Visão de Selena
Ele sai da minha cela, deixando-me uma bagunça ofegante.
Tento recuperar o fôlego e entender o que aconteceu. Ainda consigo sentir as faíscas do seu beijo.
O vínculo se agita, fazendo minha cabeça girar. Não posso deixar isso acontecer. Eu não quero fazer parte disso!
Deitada na minha cama, o quarto está completamente escuro. Não me importo se ele apagou a luz, só preciso reunir o máximo de força possível antes de tentarmos escapar daqui.
Se eu conseguir sair da cela, posso facilmente escapar deste lugar. Mas esse acônito e a prata mantêm meu lobo adormecido na maior parte do tempo.
Ela precisa desenvolver resistência contra isso, e acho que levará algum tempo.
Já se passou mais de um dia e preciso entrar em contato com a Jessie. Sei que isso vai exigir um pouco da minha força para contatá-la, já que estamos tão distantes. Provavelmente vou dormir logo em seguida.
Concentro-me na Jessie e, assim que nos conectamos, começo a falar com ela.

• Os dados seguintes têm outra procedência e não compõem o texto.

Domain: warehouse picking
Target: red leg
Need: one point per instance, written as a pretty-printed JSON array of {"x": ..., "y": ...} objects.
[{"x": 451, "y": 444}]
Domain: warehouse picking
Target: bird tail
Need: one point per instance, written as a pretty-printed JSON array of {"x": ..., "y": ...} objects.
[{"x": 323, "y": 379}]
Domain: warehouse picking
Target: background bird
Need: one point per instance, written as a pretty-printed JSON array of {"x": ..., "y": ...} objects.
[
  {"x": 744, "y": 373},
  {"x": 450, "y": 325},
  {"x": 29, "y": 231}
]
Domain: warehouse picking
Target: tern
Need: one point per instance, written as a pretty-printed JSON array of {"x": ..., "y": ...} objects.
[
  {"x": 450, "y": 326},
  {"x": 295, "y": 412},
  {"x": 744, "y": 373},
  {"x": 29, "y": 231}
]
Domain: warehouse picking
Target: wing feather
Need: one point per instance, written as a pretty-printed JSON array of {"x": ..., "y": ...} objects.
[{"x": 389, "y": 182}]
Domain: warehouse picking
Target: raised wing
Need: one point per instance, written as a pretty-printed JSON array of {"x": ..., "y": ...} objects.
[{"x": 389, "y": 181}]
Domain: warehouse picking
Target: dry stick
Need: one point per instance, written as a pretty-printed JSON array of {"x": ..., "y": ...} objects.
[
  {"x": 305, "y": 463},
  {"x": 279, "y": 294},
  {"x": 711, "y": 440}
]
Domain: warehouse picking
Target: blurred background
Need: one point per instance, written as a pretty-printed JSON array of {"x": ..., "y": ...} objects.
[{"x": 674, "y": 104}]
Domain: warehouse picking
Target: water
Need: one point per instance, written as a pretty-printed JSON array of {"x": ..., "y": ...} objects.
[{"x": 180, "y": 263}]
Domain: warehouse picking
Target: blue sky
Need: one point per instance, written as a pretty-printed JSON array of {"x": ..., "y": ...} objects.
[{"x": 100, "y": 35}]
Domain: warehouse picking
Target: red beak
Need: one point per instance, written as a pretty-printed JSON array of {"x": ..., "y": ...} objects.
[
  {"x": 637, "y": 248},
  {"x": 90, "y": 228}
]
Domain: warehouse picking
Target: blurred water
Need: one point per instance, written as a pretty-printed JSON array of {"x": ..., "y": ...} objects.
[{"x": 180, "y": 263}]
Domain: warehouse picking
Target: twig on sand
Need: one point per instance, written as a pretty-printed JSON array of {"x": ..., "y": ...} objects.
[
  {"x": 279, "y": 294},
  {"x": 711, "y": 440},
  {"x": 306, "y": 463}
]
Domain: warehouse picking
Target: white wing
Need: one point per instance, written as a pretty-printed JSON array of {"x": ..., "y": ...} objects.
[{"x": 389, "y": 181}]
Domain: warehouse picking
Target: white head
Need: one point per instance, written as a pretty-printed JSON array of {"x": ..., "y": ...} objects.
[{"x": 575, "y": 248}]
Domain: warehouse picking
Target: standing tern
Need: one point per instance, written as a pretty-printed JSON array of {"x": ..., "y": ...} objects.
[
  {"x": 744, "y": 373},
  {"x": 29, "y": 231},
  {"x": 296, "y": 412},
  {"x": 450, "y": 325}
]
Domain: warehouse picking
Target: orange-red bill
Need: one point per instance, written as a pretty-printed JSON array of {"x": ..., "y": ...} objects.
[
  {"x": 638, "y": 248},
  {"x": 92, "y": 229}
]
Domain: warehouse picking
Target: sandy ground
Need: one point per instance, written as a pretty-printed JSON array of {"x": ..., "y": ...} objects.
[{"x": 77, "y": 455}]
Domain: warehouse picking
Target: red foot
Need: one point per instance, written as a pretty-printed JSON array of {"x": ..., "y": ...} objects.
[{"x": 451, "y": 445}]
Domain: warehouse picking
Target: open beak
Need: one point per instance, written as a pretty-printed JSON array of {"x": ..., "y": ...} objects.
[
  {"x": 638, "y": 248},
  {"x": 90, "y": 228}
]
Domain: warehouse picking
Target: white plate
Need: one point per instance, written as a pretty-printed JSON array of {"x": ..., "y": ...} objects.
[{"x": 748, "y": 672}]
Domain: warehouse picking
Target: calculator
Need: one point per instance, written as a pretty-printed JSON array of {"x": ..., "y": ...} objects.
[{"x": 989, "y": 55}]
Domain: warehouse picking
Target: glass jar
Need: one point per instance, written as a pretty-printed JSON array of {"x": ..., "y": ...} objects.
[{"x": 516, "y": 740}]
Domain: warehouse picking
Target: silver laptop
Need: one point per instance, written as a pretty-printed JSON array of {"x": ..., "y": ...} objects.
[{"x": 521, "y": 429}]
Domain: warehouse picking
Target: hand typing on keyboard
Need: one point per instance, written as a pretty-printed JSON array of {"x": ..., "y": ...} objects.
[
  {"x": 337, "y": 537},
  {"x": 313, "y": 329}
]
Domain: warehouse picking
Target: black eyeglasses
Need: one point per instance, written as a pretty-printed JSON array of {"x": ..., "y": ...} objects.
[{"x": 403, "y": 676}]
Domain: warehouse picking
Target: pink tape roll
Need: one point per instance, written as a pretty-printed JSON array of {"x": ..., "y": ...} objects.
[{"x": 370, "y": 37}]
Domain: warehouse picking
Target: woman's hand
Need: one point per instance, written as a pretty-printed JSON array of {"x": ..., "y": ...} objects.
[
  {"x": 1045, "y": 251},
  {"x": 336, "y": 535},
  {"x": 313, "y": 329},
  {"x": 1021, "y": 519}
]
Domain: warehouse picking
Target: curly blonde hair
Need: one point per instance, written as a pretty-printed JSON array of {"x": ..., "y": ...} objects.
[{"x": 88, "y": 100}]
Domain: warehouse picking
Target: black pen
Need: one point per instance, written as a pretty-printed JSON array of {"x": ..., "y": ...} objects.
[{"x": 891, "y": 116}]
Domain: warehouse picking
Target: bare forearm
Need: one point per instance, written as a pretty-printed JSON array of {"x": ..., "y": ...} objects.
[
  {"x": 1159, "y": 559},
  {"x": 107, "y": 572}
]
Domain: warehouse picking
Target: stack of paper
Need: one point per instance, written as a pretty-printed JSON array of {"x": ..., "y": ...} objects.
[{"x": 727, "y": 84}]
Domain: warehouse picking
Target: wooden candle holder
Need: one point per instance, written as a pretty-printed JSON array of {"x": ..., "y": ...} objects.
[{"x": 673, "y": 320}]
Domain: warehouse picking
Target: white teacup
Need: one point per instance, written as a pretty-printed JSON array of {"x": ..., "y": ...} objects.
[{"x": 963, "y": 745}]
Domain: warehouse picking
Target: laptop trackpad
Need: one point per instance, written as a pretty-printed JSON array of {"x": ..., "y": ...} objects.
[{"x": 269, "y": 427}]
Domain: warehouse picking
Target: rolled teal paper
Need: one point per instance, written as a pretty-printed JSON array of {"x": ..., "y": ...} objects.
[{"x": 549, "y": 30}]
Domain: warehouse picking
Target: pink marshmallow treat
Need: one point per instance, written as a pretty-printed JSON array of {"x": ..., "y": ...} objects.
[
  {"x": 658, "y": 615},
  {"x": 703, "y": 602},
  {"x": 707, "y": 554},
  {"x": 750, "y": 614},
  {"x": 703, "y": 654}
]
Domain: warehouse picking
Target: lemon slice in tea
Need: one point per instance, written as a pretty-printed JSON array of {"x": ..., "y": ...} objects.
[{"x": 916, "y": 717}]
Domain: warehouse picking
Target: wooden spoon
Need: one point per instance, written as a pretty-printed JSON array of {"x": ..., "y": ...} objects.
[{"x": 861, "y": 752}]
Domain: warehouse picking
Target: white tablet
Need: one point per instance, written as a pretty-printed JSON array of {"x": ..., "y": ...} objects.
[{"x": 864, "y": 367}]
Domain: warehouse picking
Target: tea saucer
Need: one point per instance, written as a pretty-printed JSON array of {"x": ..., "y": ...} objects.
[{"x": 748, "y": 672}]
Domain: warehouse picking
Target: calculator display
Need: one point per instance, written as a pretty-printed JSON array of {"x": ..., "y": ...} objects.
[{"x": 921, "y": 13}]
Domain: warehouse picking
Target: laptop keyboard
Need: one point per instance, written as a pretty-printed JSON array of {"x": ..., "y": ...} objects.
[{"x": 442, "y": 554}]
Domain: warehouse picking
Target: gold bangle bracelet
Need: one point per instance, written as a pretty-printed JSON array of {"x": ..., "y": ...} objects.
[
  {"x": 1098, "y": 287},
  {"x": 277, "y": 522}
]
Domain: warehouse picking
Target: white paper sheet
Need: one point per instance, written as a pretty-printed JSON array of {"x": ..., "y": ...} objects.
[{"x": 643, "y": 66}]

— Meu companheiro me encontrou! Foi uma armadilha. Ele está me mantendo presa por enquanto! Assim que eu me libertar, voltarei — digo a ela o máximo de informações que posso em um curto momento.
— Estávamos tão preocupados com você. Mantenha-se segura, Selena! Eu irei atrás de você se precisar de mim.
— Não se preocupe, voltarei em breve.
Encerrando a ligação, sinto-me pesada e cansada. Não consigo manter os olhos abertos por mais tempo. Sinto o sono me dominar completamente.
Quando acordo na manhã seguinte, sinto que alguém esteve me visitando durante a noite. Tenho um cobertor mais grosso sobre mim do que antes, e o cheiro dele paira no quarto. Acho que meu companheiro desceu para me observar na noite passada.
A conversa com a Jessie drenou minha energia, e me sinto vazia. Meu lobo também não está acordado, então apenas me deito na cama.
Ouço alguém descendo as escadas e colocando uma bandeja de comida na minha cela. Estou cansada demais para me levantar e comer.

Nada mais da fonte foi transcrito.